Y Giri Rao, a tribal livelihood expert from Vasundhara, Bhubaneswar, said that the way the vaccination drive was initially undertaken, rendered the whole exercise futile.
“The tribal communities in the state are very simple and isolated and not exposed to the ideas and experiments on the covid front. They hardly see people with PPE kits, masks, gloves and other protective gear except in hospitals. The visits of health teams wearing such attire, without taking the local people in confidence first, led to opposition and reluctance among the community and affected the vaccination drive,” he told 101Reporters.
Vaccination in tribal areas across the state ran into several operational hiccups due to the shortage of vaccines and the indiscriminate and innumerable closure of drives in several districts. Tribal areas remained the worst-affected as the closures were compounded by vaccine hesitancy and opposition from the community. Moreover, these areas had the least teledensity, smartphone penetration and lack of literacy making it harder for communities to register the fast-dwindling slots online.

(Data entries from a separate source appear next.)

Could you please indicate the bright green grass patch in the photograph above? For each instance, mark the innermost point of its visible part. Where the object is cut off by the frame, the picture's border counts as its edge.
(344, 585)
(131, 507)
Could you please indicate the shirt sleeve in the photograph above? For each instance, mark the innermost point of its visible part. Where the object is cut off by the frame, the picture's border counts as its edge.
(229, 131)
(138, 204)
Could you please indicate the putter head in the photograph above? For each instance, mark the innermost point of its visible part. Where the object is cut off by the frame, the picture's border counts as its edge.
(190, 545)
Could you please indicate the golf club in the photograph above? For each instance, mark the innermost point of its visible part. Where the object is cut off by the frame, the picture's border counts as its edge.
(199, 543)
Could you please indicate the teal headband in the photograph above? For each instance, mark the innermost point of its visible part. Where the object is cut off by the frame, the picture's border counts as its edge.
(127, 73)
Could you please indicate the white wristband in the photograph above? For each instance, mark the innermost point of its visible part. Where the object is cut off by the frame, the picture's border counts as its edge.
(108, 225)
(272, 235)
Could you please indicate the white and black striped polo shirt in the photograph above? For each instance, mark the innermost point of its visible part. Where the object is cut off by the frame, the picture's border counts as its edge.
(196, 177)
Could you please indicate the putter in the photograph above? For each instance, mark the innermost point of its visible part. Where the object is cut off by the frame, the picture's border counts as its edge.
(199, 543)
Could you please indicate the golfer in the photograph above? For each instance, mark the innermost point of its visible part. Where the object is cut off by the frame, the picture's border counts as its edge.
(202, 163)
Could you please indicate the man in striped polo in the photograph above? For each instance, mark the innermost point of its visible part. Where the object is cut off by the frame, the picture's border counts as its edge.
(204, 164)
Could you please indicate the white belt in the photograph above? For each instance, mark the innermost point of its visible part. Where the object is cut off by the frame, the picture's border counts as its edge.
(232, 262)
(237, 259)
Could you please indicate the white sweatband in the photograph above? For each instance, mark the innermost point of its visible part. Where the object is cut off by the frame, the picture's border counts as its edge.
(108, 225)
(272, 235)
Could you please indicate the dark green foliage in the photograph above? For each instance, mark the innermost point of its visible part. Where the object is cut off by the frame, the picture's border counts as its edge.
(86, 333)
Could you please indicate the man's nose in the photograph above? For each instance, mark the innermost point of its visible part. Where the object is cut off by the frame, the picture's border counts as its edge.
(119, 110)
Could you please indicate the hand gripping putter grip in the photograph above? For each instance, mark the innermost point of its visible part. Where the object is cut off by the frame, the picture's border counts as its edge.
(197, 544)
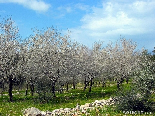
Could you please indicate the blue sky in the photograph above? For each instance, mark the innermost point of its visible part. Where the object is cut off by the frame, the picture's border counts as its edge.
(88, 20)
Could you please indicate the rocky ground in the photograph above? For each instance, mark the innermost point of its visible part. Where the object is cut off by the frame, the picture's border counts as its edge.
(77, 111)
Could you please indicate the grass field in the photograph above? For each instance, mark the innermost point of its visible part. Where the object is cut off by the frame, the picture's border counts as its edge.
(64, 100)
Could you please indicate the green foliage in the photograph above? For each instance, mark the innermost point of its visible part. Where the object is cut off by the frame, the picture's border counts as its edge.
(132, 101)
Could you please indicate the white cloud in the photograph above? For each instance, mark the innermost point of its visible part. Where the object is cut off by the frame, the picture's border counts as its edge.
(117, 18)
(37, 5)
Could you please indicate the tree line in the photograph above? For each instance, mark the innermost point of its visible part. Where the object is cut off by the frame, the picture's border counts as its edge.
(48, 60)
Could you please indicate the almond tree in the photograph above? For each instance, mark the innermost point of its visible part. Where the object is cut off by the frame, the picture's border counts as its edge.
(9, 53)
(122, 60)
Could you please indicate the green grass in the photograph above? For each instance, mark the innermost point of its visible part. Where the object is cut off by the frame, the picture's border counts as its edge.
(66, 99)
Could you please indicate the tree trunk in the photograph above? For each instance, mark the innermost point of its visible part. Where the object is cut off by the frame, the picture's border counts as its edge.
(73, 83)
(53, 89)
(91, 83)
(127, 80)
(32, 89)
(103, 84)
(85, 82)
(26, 92)
(67, 86)
(10, 88)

Experts also claimed that in several tribal villages, different members of the households often visit forests to collect minor forest produce or for farming, and unscheduled visits by health teams in such areas failed to evoke a good response. Some also suggested creative means of communication like skits and folk arts to win the trust of the communities and spread the message.
Gautam Mohanty, Programme Officer at Odisha Tribal Empowerment and Livelihood Programme (OTELP), which was the nodal agency responsible for vaccinating PVTGs, said that at least 20,346 members of the PVTGs above the age of 45 years have been vaccinated till now and a total of 2,342 persons in the 18-44 age group have also been vaccinated. Mohanty said that although OTELP and the health department faced several challenges, it has worked on special plans to counter them.
“The situation was challenging initially, where we saw many people fleeing to forest areas in tribal villages to avoid vaccination but this has changed and we are proving successful now. We started taking the local leaders and volunteers from such areas into confidence and used them to create awareness in their own language and local beliefs.”
Mohanty also said that village-to-village awareness campaigns with microphones, incentives to visit quarantine centres, special covid-kits for the villagers, etc. helped them to garner their support and that the situation is likely to improve soon.
(The author is a Bhubaneswar-based freelance journalist and a member of 101Reporters.com, a pan-India network of grassroots reporters.)